Gabriela Ponte // ABC
«Hazte funcionario del Metro de Caracas». Estos eran los anuncios que, a finales de los ochenta, se asomaban a diario en las últimas páginas de los periódicos venezolanos para llamar la atención de los futuros empleados. Fue así como Nicolás Maduro, un hombre corpulento, con bigote peculiar y desconocido en ese momento, entró a trabajar como conductor de autobuses en la compañía estatal Metro de Caracas. El mismo hombre que, veintiocho años después, ocupa la presidencia de Venezuela, ha sido señalado como dictador y acusado por Naciones Unidas de cometer crímenes de lesa humanidad por violar sistemáticamente los derechos humanos.
Poco a nada queda de ese joven, exsindicalista de izquierda, que a sus 30 años conducía un autobús que recorría plaza Venezuela, una arteria principal de circulación, ubicada en el centro de la ciudad, que deslumbraba a los transeúntes por las modernas construcciones fruto de la bonanza petrolífera. El Maduro del siglo XXI, como la revolución que heredó de Hugo Chávez, dista mucho del anterior. En apenas ocho años, consolidó un Estado torturador y represivo, en el que reina la impunidad, la miseria y la pobreza extrema. La crisis económica de Venezuela ha empujado a más de cinco millones de venezolanos a huir del país y la Organización de Estados Americanos (OEA) ha advertido de que podría ascender a siete millones si Maduro se mantiene en el poder.
Fue un hombre listo, aunque se desconozca su formación académica y el único recuerdo universitario que se tenga sea el de un agitador político, para situarse al lado del hombre que en 1998 ganaría las elecciones. Pero como dice la periodista venezolana Ibéyise Pacheco, en su libro ‘Los hermanos siniestros’: «Maduro más que de Chávez ha sido siempre de los cubanos».
Sindicalista
Pero todos los hombres tienen un pasado y antes de ser el «presidente obrero de Venezuela», como se llama a sí mismo, Nicolás Maduro era un donnadie que se ganaba la vida conduciendo autobuses. «Era un vago, un irresponsable y un vago», dice a ABC David Vallenilla, exjefe del mandatario venezolano que compartió con él largas jornadas laborales durante al menos seis años. «Dejó de ir a trabajar y un día llegó a mis oídos que el joven se había involucrado con el sindicato de Plaza Venezuela. Él era un simple delegado, pero nos hacía creer que era uno de los representantes y debía asistir a los actos», apunta el supervisor que conoció a Maduro en 1992.

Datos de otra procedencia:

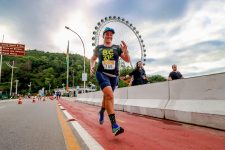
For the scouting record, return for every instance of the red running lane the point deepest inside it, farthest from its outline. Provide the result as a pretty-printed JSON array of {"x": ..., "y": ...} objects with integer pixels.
[{"x": 145, "y": 133}]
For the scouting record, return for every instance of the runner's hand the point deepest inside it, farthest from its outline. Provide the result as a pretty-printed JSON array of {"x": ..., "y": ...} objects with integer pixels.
[
  {"x": 124, "y": 47},
  {"x": 92, "y": 70}
]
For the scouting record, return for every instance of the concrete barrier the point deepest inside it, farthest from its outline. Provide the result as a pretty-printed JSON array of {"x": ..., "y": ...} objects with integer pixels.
[
  {"x": 120, "y": 98},
  {"x": 149, "y": 99},
  {"x": 199, "y": 100}
]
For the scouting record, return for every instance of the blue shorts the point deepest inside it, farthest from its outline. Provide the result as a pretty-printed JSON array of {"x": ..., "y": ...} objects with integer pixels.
[{"x": 104, "y": 80}]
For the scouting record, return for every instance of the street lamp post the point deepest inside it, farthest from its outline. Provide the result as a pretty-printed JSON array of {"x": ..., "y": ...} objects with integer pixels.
[
  {"x": 16, "y": 86},
  {"x": 11, "y": 66},
  {"x": 84, "y": 75}
]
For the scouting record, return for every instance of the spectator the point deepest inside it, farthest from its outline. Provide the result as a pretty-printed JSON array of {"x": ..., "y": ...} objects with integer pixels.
[
  {"x": 174, "y": 75},
  {"x": 138, "y": 75}
]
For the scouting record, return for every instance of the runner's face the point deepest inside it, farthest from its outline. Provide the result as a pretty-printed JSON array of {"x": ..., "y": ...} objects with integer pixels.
[
  {"x": 108, "y": 37},
  {"x": 140, "y": 64},
  {"x": 174, "y": 67}
]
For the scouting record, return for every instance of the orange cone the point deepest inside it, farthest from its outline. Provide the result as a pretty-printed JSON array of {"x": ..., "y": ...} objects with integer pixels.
[
  {"x": 20, "y": 100},
  {"x": 33, "y": 101}
]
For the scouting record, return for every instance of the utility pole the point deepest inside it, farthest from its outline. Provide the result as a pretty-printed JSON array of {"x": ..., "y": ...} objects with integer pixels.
[{"x": 1, "y": 61}]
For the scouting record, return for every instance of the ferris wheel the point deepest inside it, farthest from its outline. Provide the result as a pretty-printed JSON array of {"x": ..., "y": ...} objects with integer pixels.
[{"x": 103, "y": 22}]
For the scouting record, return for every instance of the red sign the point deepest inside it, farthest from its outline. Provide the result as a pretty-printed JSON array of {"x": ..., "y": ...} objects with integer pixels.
[{"x": 12, "y": 49}]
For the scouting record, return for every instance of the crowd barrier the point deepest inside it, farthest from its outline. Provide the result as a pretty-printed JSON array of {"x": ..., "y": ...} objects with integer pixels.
[{"x": 197, "y": 100}]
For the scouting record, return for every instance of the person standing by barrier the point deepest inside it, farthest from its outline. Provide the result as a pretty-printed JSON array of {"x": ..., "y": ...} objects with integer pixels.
[
  {"x": 107, "y": 74},
  {"x": 138, "y": 75},
  {"x": 174, "y": 75}
]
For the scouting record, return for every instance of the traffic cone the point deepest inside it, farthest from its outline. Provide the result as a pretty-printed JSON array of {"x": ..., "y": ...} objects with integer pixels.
[
  {"x": 20, "y": 100},
  {"x": 33, "y": 101}
]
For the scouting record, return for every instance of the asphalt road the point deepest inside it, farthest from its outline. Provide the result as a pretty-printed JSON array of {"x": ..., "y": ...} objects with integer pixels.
[{"x": 30, "y": 126}]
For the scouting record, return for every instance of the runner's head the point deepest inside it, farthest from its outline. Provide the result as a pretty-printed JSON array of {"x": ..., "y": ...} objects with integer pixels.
[{"x": 108, "y": 35}]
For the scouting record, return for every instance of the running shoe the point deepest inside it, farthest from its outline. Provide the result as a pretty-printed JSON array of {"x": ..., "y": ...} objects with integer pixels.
[
  {"x": 101, "y": 117},
  {"x": 117, "y": 129}
]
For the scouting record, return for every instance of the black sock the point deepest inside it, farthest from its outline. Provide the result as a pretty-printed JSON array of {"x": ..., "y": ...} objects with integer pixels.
[
  {"x": 112, "y": 118},
  {"x": 102, "y": 110}
]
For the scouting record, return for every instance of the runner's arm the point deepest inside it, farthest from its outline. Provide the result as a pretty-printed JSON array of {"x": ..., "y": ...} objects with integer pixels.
[{"x": 92, "y": 64}]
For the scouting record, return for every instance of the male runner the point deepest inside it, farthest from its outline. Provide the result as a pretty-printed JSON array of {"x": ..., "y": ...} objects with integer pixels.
[{"x": 107, "y": 74}]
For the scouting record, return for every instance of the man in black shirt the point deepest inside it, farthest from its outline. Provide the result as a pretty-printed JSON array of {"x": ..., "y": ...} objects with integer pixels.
[
  {"x": 174, "y": 75},
  {"x": 138, "y": 75}
]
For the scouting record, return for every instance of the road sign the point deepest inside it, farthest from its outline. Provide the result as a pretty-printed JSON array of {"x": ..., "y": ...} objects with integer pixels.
[
  {"x": 12, "y": 49},
  {"x": 84, "y": 76}
]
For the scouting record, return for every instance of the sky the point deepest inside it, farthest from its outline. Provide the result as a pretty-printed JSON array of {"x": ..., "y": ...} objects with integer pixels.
[{"x": 189, "y": 33}]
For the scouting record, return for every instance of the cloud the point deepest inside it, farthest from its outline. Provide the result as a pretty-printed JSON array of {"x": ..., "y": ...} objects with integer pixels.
[{"x": 188, "y": 33}]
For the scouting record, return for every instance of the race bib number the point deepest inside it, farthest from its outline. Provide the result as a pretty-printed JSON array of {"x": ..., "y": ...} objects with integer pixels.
[{"x": 108, "y": 64}]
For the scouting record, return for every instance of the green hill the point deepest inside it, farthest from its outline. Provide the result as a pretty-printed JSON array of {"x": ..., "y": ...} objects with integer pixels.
[{"x": 41, "y": 69}]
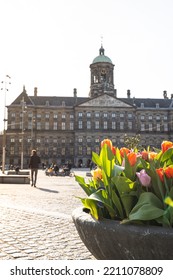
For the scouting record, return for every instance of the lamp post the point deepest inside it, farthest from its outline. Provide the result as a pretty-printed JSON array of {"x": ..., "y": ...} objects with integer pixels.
[
  {"x": 4, "y": 120},
  {"x": 22, "y": 127}
]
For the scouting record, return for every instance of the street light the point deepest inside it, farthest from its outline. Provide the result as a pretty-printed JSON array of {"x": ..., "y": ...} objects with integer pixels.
[
  {"x": 5, "y": 119},
  {"x": 22, "y": 126}
]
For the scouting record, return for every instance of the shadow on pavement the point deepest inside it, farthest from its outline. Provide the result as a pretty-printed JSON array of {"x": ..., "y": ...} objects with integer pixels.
[{"x": 47, "y": 190}]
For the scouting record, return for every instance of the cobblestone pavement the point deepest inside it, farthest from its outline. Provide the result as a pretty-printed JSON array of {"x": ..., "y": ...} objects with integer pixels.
[{"x": 36, "y": 223}]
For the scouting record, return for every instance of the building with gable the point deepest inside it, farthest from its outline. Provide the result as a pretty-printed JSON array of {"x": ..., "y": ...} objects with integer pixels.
[{"x": 69, "y": 128}]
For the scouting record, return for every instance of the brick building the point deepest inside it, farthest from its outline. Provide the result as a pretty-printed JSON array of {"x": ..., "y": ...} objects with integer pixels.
[{"x": 68, "y": 128}]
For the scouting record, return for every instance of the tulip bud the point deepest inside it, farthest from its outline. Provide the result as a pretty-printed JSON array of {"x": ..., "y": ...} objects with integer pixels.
[{"x": 144, "y": 178}]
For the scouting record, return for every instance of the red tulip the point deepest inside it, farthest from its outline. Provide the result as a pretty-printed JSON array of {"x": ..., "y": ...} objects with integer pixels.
[
  {"x": 166, "y": 145},
  {"x": 160, "y": 173},
  {"x": 123, "y": 151},
  {"x": 132, "y": 158},
  {"x": 169, "y": 172},
  {"x": 108, "y": 142}
]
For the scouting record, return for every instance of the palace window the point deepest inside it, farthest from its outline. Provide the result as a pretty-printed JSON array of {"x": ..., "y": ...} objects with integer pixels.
[
  {"x": 150, "y": 126},
  {"x": 71, "y": 126},
  {"x": 113, "y": 125},
  {"x": 55, "y": 126},
  {"x": 96, "y": 124},
  {"x": 63, "y": 125},
  {"x": 39, "y": 125},
  {"x": 165, "y": 127},
  {"x": 130, "y": 125},
  {"x": 88, "y": 124},
  {"x": 80, "y": 124},
  {"x": 105, "y": 125},
  {"x": 47, "y": 125},
  {"x": 142, "y": 127},
  {"x": 121, "y": 125}
]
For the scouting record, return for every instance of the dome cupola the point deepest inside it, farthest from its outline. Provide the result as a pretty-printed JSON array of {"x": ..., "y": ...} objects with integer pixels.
[{"x": 102, "y": 70}]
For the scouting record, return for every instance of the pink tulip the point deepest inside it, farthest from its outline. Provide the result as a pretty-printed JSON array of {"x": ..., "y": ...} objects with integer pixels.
[{"x": 144, "y": 178}]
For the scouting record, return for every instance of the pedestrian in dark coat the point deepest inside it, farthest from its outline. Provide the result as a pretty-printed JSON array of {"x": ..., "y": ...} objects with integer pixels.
[{"x": 34, "y": 165}]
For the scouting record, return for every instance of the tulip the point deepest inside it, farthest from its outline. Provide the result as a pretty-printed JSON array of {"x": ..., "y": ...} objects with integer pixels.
[
  {"x": 169, "y": 201},
  {"x": 132, "y": 158},
  {"x": 96, "y": 173},
  {"x": 108, "y": 142},
  {"x": 166, "y": 145},
  {"x": 151, "y": 155},
  {"x": 144, "y": 155},
  {"x": 144, "y": 178},
  {"x": 114, "y": 150},
  {"x": 169, "y": 172},
  {"x": 160, "y": 172},
  {"x": 123, "y": 151}
]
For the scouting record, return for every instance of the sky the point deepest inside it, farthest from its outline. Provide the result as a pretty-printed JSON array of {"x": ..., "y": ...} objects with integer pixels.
[{"x": 50, "y": 44}]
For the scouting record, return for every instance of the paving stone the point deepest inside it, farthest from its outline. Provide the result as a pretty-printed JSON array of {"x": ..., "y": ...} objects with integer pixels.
[{"x": 37, "y": 223}]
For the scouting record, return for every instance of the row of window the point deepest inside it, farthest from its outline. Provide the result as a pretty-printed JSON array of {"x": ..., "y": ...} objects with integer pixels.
[
  {"x": 95, "y": 114},
  {"x": 97, "y": 125}
]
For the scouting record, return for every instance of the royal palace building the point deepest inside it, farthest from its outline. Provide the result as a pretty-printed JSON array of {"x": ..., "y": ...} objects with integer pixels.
[{"x": 69, "y": 128}]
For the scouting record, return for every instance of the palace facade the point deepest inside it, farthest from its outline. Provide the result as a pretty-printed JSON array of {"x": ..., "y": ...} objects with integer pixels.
[{"x": 69, "y": 128}]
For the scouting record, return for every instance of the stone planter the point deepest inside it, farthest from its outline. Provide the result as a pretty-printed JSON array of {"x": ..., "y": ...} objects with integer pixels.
[{"x": 108, "y": 240}]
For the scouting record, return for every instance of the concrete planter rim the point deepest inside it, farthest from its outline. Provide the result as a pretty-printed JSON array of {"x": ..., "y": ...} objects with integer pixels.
[{"x": 108, "y": 239}]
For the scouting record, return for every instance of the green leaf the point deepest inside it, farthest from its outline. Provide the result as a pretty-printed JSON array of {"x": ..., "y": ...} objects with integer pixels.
[
  {"x": 86, "y": 187},
  {"x": 91, "y": 205},
  {"x": 149, "y": 207},
  {"x": 96, "y": 159},
  {"x": 107, "y": 159},
  {"x": 102, "y": 196},
  {"x": 167, "y": 155}
]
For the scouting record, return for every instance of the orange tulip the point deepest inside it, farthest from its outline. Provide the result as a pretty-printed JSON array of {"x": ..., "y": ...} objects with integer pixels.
[
  {"x": 123, "y": 151},
  {"x": 166, "y": 145},
  {"x": 114, "y": 150},
  {"x": 108, "y": 142},
  {"x": 96, "y": 173},
  {"x": 151, "y": 155},
  {"x": 132, "y": 158},
  {"x": 160, "y": 173},
  {"x": 169, "y": 172},
  {"x": 144, "y": 155}
]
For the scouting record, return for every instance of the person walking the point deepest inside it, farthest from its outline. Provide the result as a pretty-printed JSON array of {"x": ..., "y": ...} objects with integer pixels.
[{"x": 34, "y": 165}]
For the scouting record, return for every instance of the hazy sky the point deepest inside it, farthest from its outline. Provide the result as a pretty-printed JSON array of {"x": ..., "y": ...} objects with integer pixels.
[{"x": 50, "y": 44}]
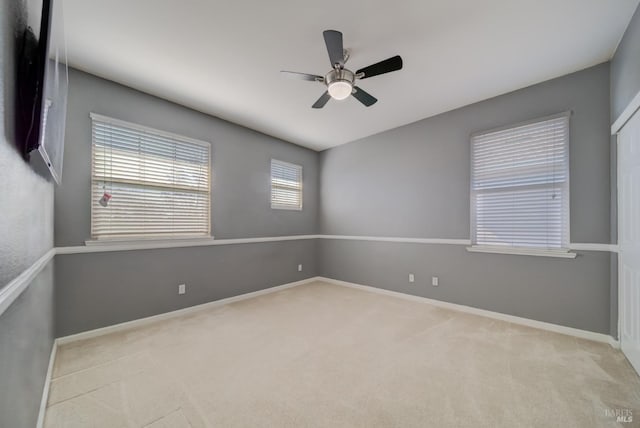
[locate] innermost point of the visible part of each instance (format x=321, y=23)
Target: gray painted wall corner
x=625, y=68
x=413, y=182
x=26, y=233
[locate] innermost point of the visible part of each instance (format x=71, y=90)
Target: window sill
x=565, y=254
x=286, y=208
x=148, y=243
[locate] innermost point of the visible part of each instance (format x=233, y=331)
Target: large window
x=520, y=185
x=147, y=183
x=286, y=185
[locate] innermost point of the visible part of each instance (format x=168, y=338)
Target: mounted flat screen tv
x=42, y=87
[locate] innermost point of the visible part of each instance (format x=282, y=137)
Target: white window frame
x=506, y=248
x=298, y=168
x=164, y=237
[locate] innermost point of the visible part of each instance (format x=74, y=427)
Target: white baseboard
x=570, y=331
x=47, y=384
x=167, y=315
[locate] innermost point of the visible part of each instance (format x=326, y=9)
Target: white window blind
x=158, y=182
x=286, y=185
x=520, y=185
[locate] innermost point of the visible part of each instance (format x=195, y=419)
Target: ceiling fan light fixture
x=340, y=89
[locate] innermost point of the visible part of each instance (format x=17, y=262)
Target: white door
x=629, y=239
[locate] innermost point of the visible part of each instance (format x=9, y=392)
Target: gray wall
x=26, y=233
x=625, y=68
x=97, y=290
x=240, y=164
x=100, y=289
x=625, y=85
x=26, y=338
x=413, y=181
x=567, y=292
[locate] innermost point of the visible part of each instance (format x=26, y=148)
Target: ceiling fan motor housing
x=340, y=82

Cuando conoció a Maduro no se imaginó que aquel hombre también dejaría atrás el asiento de conductor para asumir un reto más grande: conducir hasta descarrilar un país.
Vallenilla, que desde hace dos años vive exiliado en Madrid, entró en la compañía en 1988. Fue entrenado por franceses y españoles, que lideraban entonces los procesos de formación, y once meses más tarde, tras recibir mensualmente el honorífico premio de ‘conductor del mes’, dejó atrás el volante y los pedales, y pasó a ocupar el cargo de supervisor de transporte superficial llamado allí ‘metrobús’. Cuando conoció a Maduro no se imaginó que aquel hombre también dejaría atrás el asiento de conductor para asumir un reto más grande: conducir hasta descarrilar un país.